フードコートの目玉は、海産品コーナーで購入した商品を調理してくれるサービス。見る限り、同エリアにいた顧客の45%が海鮮料理を食べていた。

■セルフレジ

最後がセルフレジエリア。大部分が無人化されており、1、2名の従業員がサポートしていた。

こうして見ると、盒馬によるリアル店舗とECの融合は巧妙に設計されているようだ。支払いは基本的に盒馬のアプリ経由で行われるが、店内では無料でWi-Fiが利用できるので問題ない。また、エリアごとに支払いをしなくてもよく、どこででも一括で支払えるようになっている。例えば、売り場で購入した食品とフードコートで注文した料理を、フードコートで一緒に支払うことができる。

盒馬の計画では、年末までに北京市内で30店舗以上に拡大するという。今後より多くの人がニューリテールのサービスを体験できるはずだ。

運営形態を自由自在に調整できる次世代型スーパー

盒馬を実際に体験してみて感じたことは、次世代スーパーは運営的にも空間的にも柔軟性が高いということだ。

特に実店舗に多くの柔軟性が見られる。店内の動線設計がしっかりしており、移動が簡単だ。従来の輸入食品スーパーは有名ブランドが中心の品揃えで柔軟性に欠ける。また、ほとんどが高級住宅エリアに近い商業地にあり、店内のスペースも限られている。

加えて、両者はともに中間層の顧客をターゲットにしているが、細かく分析すると、若干異なるようだ。

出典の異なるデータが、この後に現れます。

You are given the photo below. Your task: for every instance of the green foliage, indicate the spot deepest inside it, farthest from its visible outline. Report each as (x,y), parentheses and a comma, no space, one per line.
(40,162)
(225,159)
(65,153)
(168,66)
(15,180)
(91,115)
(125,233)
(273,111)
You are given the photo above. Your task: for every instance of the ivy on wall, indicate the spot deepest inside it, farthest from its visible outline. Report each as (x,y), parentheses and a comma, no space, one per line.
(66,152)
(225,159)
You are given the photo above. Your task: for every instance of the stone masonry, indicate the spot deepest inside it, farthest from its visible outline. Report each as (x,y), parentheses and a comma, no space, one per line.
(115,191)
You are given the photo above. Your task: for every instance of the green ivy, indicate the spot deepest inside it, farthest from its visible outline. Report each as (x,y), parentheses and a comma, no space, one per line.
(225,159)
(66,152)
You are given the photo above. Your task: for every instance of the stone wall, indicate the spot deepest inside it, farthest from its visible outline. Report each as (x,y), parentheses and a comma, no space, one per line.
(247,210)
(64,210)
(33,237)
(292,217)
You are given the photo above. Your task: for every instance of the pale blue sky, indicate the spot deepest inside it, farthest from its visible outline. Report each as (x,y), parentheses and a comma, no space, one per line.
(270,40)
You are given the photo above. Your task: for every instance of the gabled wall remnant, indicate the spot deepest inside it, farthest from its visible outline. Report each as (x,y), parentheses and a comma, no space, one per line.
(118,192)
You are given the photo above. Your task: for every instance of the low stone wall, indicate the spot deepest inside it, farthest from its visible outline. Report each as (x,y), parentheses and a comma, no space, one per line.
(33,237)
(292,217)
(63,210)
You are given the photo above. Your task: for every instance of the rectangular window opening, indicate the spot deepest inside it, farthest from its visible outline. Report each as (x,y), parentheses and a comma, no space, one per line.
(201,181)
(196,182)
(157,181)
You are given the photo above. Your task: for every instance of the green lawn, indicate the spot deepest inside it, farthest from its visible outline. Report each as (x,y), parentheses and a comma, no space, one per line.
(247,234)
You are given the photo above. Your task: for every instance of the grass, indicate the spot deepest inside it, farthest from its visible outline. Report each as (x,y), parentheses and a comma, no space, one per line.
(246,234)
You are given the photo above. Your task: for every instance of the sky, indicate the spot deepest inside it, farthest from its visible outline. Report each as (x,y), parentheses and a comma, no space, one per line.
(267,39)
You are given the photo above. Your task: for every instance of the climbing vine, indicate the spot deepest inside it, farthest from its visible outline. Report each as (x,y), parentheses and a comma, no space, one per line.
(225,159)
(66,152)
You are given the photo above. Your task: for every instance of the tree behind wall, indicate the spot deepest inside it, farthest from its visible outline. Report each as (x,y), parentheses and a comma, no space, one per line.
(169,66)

盒馬のターゲットは新しもの好きな消費者で、従来の輸入食品スーパーのターゲットは自身の買い物習慣が確立され、より高水準の生活を望んでいるような人たちだ。

また、実店舗とECを融合した次世代スーパーは、より合理的な商品構成を追究できる。例えば、実店舗では、海鮮など利益率が高い商品を優先的にディスプレイする。買って、その場で調理してもらって、食べて帰る、というプロセスが、単なる買い物を超えた体験を提供する。これは効率化や運営コスト削減につながる手法でもある。一方、日用品などではデリバリーサービスを選択できる。様々なニーズに合致したサービスを提供しているようだ。

目下、日用品では従来のスーパーも次世代スーパーも大した差はないように思えるが、今後も「差」がつかないとは言い切れない。

次世代スーパーの「商品+サービス」の概念では、各ブランドが消費者とよりインタラクティブな関係を築けるようになる。ロンドンにある百貨店の化粧品売り場では、顧客にシャンプー体験を提供している。これも、サービスを通じて顧客に商品価値を直接伝える「商品+サービス」のかたちだ。

次世代スーパーの試みは単なる販路の拡大だけではなく、消費者とよりインタラクティブな関係を築く試みでもある。ポップアップストアやオンデマンドのサービスなども含め、すべて取り組み甲斐がある新しいアプローチなのだ。